LAGOS – Micro, Small and Medium-Scale Enterprises (MSMEs) sector is regarded as the major driving force of every economy, irrespective of the country.
The MSMEs sector, according to the International Council for Small Business (ICSB), generally make up over 90 percent of all firms and account for an average of 60 to 70 percent of total employment and 50 percent of Gross Domestic Product (GDP) of any economy.
According to the United States Trade Representative, the MSMEs, numbering over 30 million in the US, are said to account for nearly two-thirds of the net new private sector jobs in recent decades. In India, the MSME sector is estimated to be more than 42 million – a staggering 95 percent of the total industrial units in the country and providing 40 percent of India’s workforce.
In Nigeria, the statistics show the same trend. According to the Nigerian Bureau of Statistics (NBS), the sector has over 37 million MSMEs, and employs over 54 million skilled and unskilled labour while contributing about 54 percent to GDP of the country.
The role that the sector plays in the economy, its peculiar challenges and the need to assist it to realise its full potential are what make the governments all over the world put in place various policies and structures that aid the development of the sector. In Nigeria, we have the Small and Medium Enterprises Development Agency of Nigeria (SMEDAN), a specialist agency created by the government to cater for the needs of the sector.
Unfortunately, despite the efforts of the government towards addressing the challenges of the sector, operators of MSMEs still face a plethora of challenges, especially in the areas of inventory management, access to working capital, transport and logistics, pricing volatility etc.
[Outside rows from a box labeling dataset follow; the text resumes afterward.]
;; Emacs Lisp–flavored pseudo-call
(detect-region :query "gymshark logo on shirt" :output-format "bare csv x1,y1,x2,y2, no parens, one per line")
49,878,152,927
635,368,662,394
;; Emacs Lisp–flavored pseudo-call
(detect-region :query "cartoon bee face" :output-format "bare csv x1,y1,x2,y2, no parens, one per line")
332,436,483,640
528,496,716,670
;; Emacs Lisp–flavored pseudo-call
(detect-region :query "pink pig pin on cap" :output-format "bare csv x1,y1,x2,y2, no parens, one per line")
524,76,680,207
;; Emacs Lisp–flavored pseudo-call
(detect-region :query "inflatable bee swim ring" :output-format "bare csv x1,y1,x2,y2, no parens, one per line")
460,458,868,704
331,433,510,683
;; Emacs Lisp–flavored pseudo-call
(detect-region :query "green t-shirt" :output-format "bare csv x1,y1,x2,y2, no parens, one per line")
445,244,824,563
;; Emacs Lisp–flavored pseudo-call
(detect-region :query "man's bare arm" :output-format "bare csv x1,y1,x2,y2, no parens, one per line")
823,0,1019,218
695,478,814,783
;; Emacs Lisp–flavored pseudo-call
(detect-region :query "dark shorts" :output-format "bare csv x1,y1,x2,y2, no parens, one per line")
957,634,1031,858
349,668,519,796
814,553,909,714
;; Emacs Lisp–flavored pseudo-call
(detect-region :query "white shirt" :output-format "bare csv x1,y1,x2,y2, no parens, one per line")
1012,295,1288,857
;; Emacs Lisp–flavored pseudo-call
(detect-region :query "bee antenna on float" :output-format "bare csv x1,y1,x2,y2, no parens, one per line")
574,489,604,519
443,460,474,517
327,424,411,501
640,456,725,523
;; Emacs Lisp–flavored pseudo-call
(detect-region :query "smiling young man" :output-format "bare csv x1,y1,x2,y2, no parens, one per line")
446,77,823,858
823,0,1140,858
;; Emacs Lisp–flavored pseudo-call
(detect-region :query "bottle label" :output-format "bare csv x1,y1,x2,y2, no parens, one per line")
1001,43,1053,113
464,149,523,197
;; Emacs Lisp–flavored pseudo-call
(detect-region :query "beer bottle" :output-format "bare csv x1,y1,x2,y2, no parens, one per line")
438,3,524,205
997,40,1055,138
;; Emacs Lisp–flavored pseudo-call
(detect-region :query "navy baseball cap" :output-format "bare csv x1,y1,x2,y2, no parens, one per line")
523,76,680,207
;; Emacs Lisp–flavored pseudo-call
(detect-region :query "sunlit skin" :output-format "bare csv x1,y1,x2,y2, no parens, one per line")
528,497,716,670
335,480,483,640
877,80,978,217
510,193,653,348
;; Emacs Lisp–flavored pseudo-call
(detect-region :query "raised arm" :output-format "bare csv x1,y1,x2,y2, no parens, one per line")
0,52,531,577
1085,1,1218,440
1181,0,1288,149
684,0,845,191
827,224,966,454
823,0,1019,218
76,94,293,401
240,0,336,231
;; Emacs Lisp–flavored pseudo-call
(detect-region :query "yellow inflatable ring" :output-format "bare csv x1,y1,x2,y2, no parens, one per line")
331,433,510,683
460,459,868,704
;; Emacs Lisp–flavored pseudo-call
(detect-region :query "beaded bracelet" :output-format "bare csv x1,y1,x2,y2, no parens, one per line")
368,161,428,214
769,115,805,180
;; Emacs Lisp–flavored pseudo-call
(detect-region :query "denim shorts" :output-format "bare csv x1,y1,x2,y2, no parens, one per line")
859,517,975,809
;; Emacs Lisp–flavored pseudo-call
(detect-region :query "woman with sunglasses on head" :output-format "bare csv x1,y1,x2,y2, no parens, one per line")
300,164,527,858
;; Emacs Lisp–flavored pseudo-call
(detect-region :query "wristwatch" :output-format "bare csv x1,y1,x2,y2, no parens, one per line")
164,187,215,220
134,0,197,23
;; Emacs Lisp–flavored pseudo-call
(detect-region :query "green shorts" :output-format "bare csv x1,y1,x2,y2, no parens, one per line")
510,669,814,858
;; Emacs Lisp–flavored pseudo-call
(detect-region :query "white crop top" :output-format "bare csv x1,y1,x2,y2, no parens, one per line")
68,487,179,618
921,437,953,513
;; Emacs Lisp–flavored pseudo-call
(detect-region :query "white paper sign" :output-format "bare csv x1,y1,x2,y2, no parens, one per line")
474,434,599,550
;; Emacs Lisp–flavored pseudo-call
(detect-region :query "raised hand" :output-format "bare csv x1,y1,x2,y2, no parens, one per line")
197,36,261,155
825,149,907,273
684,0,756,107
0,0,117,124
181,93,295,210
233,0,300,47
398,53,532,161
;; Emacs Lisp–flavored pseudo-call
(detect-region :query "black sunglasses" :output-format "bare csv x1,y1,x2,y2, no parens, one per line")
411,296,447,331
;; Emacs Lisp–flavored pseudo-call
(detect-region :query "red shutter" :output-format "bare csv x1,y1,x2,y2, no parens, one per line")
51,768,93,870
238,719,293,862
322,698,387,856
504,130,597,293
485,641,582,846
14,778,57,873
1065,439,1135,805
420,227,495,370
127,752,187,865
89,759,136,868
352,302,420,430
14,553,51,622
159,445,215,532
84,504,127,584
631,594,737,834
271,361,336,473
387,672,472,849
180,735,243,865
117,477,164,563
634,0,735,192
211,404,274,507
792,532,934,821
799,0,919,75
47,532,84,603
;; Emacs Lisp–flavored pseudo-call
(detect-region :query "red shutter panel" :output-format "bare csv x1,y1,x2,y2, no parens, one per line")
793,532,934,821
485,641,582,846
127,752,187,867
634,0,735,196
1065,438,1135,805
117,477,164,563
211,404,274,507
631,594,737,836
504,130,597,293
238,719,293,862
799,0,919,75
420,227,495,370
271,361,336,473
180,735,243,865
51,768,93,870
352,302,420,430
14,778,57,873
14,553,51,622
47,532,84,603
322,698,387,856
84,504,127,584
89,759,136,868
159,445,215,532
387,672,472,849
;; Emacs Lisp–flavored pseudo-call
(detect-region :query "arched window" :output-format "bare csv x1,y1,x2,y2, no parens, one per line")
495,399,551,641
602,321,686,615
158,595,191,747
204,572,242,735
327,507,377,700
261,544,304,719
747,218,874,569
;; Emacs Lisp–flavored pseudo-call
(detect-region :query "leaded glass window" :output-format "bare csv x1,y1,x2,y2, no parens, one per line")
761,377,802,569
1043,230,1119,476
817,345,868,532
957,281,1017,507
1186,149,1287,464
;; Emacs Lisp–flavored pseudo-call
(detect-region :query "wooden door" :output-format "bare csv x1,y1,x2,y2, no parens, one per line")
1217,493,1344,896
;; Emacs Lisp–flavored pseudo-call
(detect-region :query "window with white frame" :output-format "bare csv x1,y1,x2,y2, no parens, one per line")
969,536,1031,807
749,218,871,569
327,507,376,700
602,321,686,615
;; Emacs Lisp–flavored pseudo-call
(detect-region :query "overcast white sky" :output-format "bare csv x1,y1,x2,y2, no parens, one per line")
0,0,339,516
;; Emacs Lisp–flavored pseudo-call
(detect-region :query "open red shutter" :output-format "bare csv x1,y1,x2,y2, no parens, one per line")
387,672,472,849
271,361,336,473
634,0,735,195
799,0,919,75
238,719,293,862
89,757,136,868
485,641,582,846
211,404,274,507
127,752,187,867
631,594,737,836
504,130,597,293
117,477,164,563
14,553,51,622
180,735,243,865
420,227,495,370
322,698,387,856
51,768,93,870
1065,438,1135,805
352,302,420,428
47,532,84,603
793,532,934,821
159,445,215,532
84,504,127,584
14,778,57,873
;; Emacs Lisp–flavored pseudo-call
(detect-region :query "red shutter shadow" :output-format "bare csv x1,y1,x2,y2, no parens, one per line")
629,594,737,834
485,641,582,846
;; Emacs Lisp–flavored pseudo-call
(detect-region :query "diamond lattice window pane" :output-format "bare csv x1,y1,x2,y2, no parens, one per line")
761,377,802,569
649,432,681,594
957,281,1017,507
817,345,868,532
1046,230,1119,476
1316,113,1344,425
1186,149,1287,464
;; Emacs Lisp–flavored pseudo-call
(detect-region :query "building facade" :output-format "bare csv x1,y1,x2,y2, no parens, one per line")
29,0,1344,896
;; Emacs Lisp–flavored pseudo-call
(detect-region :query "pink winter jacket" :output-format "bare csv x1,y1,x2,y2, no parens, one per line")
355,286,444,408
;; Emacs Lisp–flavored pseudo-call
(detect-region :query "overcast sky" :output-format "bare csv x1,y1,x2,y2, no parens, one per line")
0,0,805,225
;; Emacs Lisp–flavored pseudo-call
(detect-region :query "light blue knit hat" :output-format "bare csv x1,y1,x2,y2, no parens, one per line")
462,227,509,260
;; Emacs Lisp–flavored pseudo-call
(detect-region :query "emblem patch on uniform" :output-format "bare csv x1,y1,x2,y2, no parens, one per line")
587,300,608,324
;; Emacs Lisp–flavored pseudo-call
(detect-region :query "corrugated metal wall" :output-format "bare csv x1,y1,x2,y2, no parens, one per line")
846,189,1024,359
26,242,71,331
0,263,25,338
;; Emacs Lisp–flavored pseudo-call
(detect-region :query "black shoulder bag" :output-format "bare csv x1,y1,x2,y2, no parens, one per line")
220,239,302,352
These challenges are the main reasons many of the MSMEs have a high failure rate, at the worst, or for the ‘lucky’ ones, have low growth and profitability rates.
This tide seems to be changing for the Nigerian MSMEs, with the coming on board of Alerzo Limited, a business-to-business e-commerce platform that is providing retailers in the informal sector easier, faster and smarter access to a wide assortment of products on its retail App, Alerzoshop.
Founded in 2019 by Adewale Opaleye, Alerzo Limited is set to take the Nigerian informal retailers to a whole new world of opportunities by equipping them with digital products that will increase their profit margins.
Opaleye noted some of the challenges facing the informal retail market include, “limited inventory due to high demands; limited access to finance which sometimes leads them to buy adulterated products; the market is clustered and products are often overpriced because prices are largely unregulated; distance to market; opportunity costs; dangers of travel; and inadequate transport system for conveying goods.”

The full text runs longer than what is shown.